林野是被钟声吵醒的。
六点整,钟楼敲了六下,每一下都震得窗户嗡嗡响。
他在床上翻了个身,被子蒙住头,试图再睡五分钟。然后他想起陆沉渊昨晚说的话。
“明天早上七点,广场集合。”
他掀开被子坐起来,头发炸成一个鸟窝,眼睛还没完全睁开,就已经开始找鞋。
昨晚的恐惧和绝望,在睡眠里被冲淡了一些。
不是消失了,是沉下去了,沉到意识的底层,像石头沉进深水。他知道它们还在,等某个安静的时刻会再次浮上来,但不是现在。
现在他得先活下去。
洗漱用了三分钟,穿衣服用了一分钟。
校服很合身,黑色的布料吸热,但透气性出奇地好,穿上之后没有闷的感觉。
他在镜子前站了两秒,觉得自己看起来人模人样了一点 也就一点。
出门的时候,赵小北正好从303出来,手里端着一个保温杯,头发也乱着,显然也是刚醒。
“早啊,F级同学。”赵小北打着哈欠说,“睡得好吗?”
林野想说“不太好,我昨晚看见了自己的幻影,并且得知自己只剩三年寿命”,但话到嘴边变成了:“还行吧。”
“那就好。”赵小北拍了拍他的肩膀,“走吧,带你去食堂。今天的测试很耗体力,得吃饱。”
食堂在钟楼东侧,一栋白色的三层建筑,看起来像某个欧洲小镇的市政厅。
林野走进去的时候,差点被里面的场面吓退,太大了,大到可以同时容纳上千人用餐,此刻已经坐了大半,人声鼎沸,碗筷碰撞的声音、说笑声、脚步声混在一起,像一锅煮沸的粥。
赵小北带着他打了饭。
早餐是自助式的,中西都有,林野拿了两碗粥、四个包子、一根油条、一杯豆浆、一个苹果,赵小北看了他一眼。
“你是真的很饿。

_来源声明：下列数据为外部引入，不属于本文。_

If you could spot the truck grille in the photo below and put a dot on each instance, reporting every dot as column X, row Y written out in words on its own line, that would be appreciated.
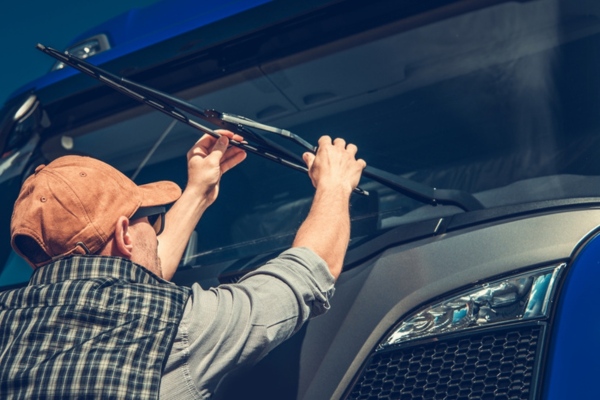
column 496, row 364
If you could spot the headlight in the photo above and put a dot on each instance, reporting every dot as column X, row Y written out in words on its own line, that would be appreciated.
column 515, row 298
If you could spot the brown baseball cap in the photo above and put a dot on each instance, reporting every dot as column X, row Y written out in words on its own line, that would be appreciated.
column 72, row 205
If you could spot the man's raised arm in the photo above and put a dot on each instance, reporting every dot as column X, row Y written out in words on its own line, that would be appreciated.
column 335, row 172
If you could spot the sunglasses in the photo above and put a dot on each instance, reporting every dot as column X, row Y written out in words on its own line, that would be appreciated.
column 155, row 215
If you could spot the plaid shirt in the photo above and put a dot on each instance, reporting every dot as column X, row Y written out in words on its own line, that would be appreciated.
column 88, row 327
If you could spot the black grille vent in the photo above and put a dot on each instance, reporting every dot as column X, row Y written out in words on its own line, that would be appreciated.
column 492, row 365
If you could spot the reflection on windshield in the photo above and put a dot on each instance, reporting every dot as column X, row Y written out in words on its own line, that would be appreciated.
column 501, row 103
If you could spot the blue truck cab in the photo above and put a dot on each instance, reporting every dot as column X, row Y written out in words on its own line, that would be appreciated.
column 489, row 100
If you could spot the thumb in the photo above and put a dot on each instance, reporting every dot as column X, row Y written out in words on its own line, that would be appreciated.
column 308, row 158
column 219, row 148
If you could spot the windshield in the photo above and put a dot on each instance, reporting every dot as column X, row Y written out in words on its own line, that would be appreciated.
column 501, row 102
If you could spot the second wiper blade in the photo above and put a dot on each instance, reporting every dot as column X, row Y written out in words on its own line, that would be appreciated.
column 266, row 148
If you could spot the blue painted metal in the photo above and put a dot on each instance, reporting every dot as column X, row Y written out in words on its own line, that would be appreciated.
column 573, row 366
column 142, row 27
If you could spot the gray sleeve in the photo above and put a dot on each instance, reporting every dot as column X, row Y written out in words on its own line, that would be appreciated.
column 236, row 324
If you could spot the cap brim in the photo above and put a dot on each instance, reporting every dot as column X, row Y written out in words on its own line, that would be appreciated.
column 159, row 193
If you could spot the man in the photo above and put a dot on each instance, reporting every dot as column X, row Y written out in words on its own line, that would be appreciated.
column 99, row 319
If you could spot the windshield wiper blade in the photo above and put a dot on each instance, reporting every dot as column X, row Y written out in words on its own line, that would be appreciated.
column 266, row 148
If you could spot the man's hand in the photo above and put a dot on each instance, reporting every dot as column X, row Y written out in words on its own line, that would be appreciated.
column 335, row 172
column 208, row 160
column 334, row 165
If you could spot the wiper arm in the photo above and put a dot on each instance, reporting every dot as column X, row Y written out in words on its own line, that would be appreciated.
column 266, row 148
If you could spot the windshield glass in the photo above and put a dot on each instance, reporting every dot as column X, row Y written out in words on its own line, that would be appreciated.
column 501, row 102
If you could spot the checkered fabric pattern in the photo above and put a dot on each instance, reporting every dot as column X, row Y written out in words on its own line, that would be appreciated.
column 88, row 327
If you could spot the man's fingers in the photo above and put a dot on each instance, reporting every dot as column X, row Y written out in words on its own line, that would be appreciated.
column 233, row 156
column 339, row 142
column 308, row 158
column 352, row 149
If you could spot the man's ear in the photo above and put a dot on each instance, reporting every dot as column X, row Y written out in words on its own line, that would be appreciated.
column 123, row 240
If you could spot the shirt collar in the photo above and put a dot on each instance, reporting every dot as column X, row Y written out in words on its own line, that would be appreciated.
column 91, row 266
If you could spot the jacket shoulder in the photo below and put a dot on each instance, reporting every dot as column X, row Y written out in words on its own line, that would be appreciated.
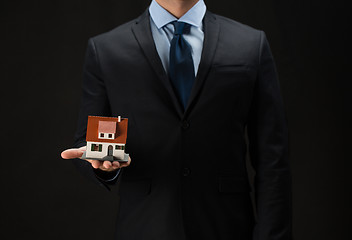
column 233, row 25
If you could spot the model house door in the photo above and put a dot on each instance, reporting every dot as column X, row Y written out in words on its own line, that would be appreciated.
column 110, row 148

”
“嗯。”
林野端着餐盘找了张角落的桌子坐下。
赵小北去跟自己的朋友坐,临走前指了指远处一张长桌:“那边是新生区,你待会儿去那边,有人会带你们去测试场地。”
林野一个人坐在角落里吃饭。
周围的人三三两两,有说有笑,偶尔有目光从他身上扫过,但没有人停留。那种熟悉的感觉又回来了。透明的、被忽略的、像空气一样的存在感。
但他注意到一件事。
那些目光扫过他之后,很多人会再看第二眼。
不是因为他好看,而是因为他身上的校服。
黑色的,胸口有银色标记,看起来和所有人的校服一样。
但林野低头仔细看了看,发现自己的校服和别人的有细微差别——他的胸口标记下方,多了一行小字:
临时·观测中
临时。
观测中。
他又想起那封信上的那句话——“留着他,或者杀了他。”
林野把最后一口包子塞进嘴里,用力嚼。
七点整,广场上已经站满了人。
新生大约有三四十个,穿着和林野一样的黑色校服,站在广场东侧。老生站在西侧和南侧,围成一个半圆,像在看什么表演。
林野站在新生队伍的最后面,前面的人比他高半个头到一头不等,他的视线被挡住了,只能看见前面人的后脑勺。
七点零一分,顾砚秋出现在钟楼前的台阶上。
他没拿话筒,没扩音器,声音也不大,但每一个人都听得清清楚楚,像他在你耳边说话一样。
“今天是一年一度的烬痕评级测试。”他说,“规则和往年一样,所有新生必须参加,评级结果决定你们的分班、课程、任务等级,以及……”
他顿了顿。
“你们在星墟的待遇。”
“S级的学生,享受最高规格的资源、最好的导师、最优先的任务选择权。F级的学生——”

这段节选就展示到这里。